6. Looking good on TV (or online!)

  • Wear comfortable and appropriate clothing, no matter where the interview is taking place, and be sure to groom yourself to ensure you look professional. Bed hair does show on camera.
  • Bright, solid colours look best on camera.
  • Employ effective body language. While what we say impacts the way we come across to another, what we are doing as we say it, can have even more of an impact. Think about your energy, eye contact, gestures, posture and tone of voice.

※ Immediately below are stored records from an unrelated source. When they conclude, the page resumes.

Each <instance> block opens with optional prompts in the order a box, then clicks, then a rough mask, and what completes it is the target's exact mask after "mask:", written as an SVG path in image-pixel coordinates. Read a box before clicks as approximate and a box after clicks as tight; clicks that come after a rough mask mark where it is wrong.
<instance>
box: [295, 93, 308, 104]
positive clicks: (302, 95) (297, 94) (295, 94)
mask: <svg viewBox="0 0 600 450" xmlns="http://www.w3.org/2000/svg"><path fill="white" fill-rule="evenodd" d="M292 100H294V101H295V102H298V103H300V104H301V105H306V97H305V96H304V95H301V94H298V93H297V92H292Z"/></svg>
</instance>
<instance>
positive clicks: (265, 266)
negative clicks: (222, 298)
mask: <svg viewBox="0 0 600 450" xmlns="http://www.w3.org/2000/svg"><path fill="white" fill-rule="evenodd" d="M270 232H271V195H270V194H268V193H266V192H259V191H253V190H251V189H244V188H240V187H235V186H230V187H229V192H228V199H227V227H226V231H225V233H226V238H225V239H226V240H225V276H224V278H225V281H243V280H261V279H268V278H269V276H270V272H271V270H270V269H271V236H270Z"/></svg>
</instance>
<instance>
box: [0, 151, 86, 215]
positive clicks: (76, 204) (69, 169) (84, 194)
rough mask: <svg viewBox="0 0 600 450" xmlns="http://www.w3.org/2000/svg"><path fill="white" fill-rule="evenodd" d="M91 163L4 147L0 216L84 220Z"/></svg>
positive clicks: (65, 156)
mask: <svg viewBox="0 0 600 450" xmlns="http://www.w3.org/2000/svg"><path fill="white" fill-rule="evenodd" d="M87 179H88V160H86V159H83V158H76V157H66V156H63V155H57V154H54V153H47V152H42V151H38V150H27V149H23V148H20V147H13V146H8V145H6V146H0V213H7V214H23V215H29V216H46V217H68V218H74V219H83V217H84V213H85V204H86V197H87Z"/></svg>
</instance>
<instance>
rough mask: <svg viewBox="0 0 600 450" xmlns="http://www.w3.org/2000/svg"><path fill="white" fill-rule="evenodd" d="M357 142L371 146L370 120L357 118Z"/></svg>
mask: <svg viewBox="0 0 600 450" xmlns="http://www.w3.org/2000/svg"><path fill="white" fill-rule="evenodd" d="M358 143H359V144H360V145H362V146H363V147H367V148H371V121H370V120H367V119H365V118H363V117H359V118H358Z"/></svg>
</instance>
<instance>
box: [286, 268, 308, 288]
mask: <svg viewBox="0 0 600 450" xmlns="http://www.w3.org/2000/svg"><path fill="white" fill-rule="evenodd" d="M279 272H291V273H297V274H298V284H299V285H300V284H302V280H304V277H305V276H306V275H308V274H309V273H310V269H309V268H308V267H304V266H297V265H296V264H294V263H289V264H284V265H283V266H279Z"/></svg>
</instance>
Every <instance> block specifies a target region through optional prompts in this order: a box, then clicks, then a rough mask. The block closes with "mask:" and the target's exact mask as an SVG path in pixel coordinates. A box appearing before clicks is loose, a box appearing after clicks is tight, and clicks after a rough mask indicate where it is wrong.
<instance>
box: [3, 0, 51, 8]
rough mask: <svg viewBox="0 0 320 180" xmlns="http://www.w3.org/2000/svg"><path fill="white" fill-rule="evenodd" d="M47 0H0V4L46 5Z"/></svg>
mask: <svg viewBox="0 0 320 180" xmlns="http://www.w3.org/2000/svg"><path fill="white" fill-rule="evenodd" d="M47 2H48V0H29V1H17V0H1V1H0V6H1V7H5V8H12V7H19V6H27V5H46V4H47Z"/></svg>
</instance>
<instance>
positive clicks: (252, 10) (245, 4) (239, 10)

  • If the interviewer or reporter is coming to your location, such as your workplace, create a visually enhancing environment. This goes for a home interview too. Check what’s visible from your desk and remove anything unsightly. You don’t want to broadcast your dusty bookshelf or the stack of unfolded laundry behind you?
  • When in person, look at the reporter, not the camera. When via your laptop, look at the camera, not yourself.